All evolutionary creature life is beset by certain inevitabilities. Consider the following:
1. Is courage - strength of character - desirable? Then must man be reared in an environment which necessitates grappling with hardships and reacting to disappointments.
2. Is altruism - service of one's fellows - desirable? Then must life experience provide for encountering situations of social inequality.
3. Is hope - the grandeur of trust - desirable? Then human existence must constantly be confronted with insecurities and recurrent uncertainties.
4. Is faith - the supreme assertion of human thought - desirable? Then must the mind of man find itself in that troublesome predicament where it ever nows less than it can believe.
5. Is the love of truth and the willingness to go wherever it leads desirable? Then must man grow up in a world where error is present and falsehood always possible.
6. Is idealism - the approaching concept of the divine - desirable?

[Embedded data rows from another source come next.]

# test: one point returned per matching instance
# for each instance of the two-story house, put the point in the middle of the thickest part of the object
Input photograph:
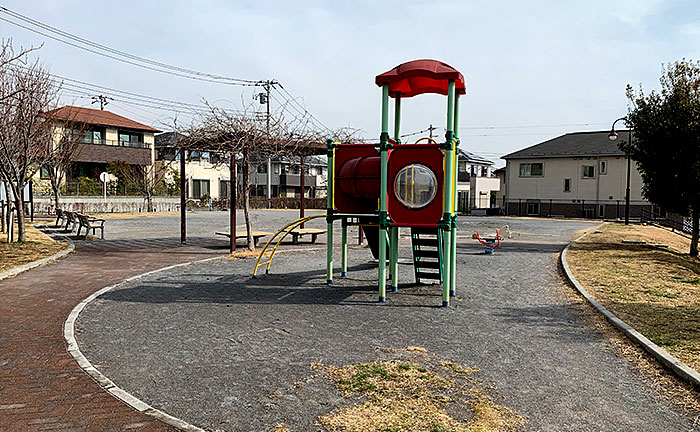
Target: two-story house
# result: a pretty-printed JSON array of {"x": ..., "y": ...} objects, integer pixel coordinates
[
  {"x": 107, "y": 137},
  {"x": 580, "y": 174}
]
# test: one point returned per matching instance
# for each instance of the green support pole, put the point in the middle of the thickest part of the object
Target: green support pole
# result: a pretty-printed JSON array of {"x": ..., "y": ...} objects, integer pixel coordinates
[
  {"x": 383, "y": 152},
  {"x": 329, "y": 213},
  {"x": 453, "y": 239},
  {"x": 449, "y": 193},
  {"x": 344, "y": 259},
  {"x": 394, "y": 259},
  {"x": 394, "y": 232}
]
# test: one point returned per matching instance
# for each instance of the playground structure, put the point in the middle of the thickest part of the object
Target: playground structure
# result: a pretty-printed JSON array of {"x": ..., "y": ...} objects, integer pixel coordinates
[
  {"x": 384, "y": 187},
  {"x": 268, "y": 251}
]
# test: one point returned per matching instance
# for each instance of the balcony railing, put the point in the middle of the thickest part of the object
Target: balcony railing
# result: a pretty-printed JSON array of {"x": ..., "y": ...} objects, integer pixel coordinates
[{"x": 118, "y": 143}]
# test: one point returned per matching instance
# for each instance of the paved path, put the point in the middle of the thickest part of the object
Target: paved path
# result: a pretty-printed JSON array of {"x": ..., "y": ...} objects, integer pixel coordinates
[
  {"x": 41, "y": 386},
  {"x": 215, "y": 348}
]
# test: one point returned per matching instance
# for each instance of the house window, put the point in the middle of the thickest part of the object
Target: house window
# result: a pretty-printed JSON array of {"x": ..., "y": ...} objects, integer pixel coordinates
[
  {"x": 130, "y": 139},
  {"x": 533, "y": 209},
  {"x": 535, "y": 169},
  {"x": 200, "y": 188},
  {"x": 223, "y": 189},
  {"x": 588, "y": 171},
  {"x": 92, "y": 137}
]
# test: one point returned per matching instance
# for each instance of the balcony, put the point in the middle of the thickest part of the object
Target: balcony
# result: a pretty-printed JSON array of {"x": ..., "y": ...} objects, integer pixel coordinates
[
  {"x": 104, "y": 151},
  {"x": 295, "y": 180},
  {"x": 115, "y": 143},
  {"x": 463, "y": 176}
]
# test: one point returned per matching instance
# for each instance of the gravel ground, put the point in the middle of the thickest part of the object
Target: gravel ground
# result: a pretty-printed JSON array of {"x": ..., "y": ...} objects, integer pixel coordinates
[{"x": 212, "y": 346}]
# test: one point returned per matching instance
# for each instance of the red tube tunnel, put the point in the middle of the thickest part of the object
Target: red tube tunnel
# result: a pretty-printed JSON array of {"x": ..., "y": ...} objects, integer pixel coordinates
[{"x": 414, "y": 198}]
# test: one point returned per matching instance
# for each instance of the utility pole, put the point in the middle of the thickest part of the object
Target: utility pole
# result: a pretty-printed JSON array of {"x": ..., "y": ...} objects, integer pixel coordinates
[
  {"x": 265, "y": 99},
  {"x": 431, "y": 128},
  {"x": 102, "y": 99}
]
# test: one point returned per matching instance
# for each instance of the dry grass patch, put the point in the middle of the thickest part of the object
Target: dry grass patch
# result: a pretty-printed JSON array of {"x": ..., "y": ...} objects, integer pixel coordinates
[
  {"x": 655, "y": 290},
  {"x": 416, "y": 393},
  {"x": 37, "y": 246}
]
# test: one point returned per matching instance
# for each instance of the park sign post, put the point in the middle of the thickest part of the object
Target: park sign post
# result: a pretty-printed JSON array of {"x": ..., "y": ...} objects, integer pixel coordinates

Then must man struggle in an environment of relative goodness and beauty, surroundings stimulative of the irrepressible reach for better things.
7. Is loyalty - devotion to highest duty - desirable? Then must man carry on amid the possibilities of betrayal and desertion. The valor of devotion to duty consists in the implied danger of default.
8. Is unselfishness - the spirit of self-forgetfulness - desirable? Then must mortal man live face to face with the incessant clamoring of an inescapable self for recognition and honor. Man could not dynamically choose the divine life if there were no self-life to forsake. Man could never lay saving hold on righteousness if there were no potential evil to exalt and differentiate the good by contrast.
9. Is pleasure - the satisfaction of happiness - desirable? Then must man live in a world where the alternate of pain and the likelihood of suffering are ever-present experiential possibilities.